Energisch allergisch: Speisen zum Speien

Marburg * (FJH)
Ich habe eine Allergie. Es mag komisch klingen, aber ich vertrage keinen Blumenkohl. Mir wird schon schlecht, wenn ich das Zeug nur rieche. Als Kind hat mich meine Mutter nämlich gezwungen, Blumenkohl zu essen. "Das ist gesund", sagte sie und stopfte das Gemüse in mich hinein, bis zum Erbrechen. Seitdem kann ich keinen Blumenkohl mehr riechen, geschweige denn essen.
In manchen Marburger Restaurants liegt dieses Gemüse aber plötzlich unverlangt auf meinem Teller, wenn ich etwas ganz anderes bestellt habe. Im besten Fall steht noch "Gemüsebeilage" auf der Speisekarte, manchmal ist der Kohl aber auch einfach auf dem Teller. Damit ist dann für mich Schluss mit dem Genuss!
Wenn ich vorsichtshalber vorher frage, welches Gemüse denn da als Beilage kredenzt werden soll, dann weiß manche Bedienung nicht Bescheid.
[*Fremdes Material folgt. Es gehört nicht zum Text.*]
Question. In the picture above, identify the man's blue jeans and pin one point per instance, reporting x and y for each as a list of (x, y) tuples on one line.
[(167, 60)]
Es kam sogar schon vor, dass ich eine falsche Antwort erhielt.
Eine Kollegin ist allergisch gegen bestimmte Milchprodukte. Obwohl sie ein Öl-Dressing zum Salat bestellt hatte, kam er mit einer Joghurt-Soße bei ihr an. Ihr hätte der Verzehr dieser Speise echte gesundheitliche Probleme bereitet. Das kann bis zur Bewusstlosigkeit gehen.
Dennoch schreiben die meisten Marburger Gastwirte nicht alles auf die Karte, was sie auf den Teller tun. Blumenkohl benutzen einige gerne als "Garnitur". Muss ich etwa vor jeder Bestellung im Restaurant immer sagen, dass ich keinen Blumenkohl riechen kann?
Besser wäre es wohl, wenn die Karte ganz genau verriete, was da auf dem Teller zu liegen kommt. Schließlich leidet etwa ein Fünftel der bundesdeutchen Bevölkerung an Allergien.
In der Rücksichtnahme auf besondere Bedürfnisse ihrer Gäste haben Marburgs Gastronome schließlich schon Erfahrung: In vielen Restaurants und Kneipen erhalten Blinde eine besondere Karte in Brailleschrift. Da wäre es doch vergleichsweise ein Leichtes, alle Beilagen eines Gerichts mit anzugeben, oder ist das zuviel verlangt?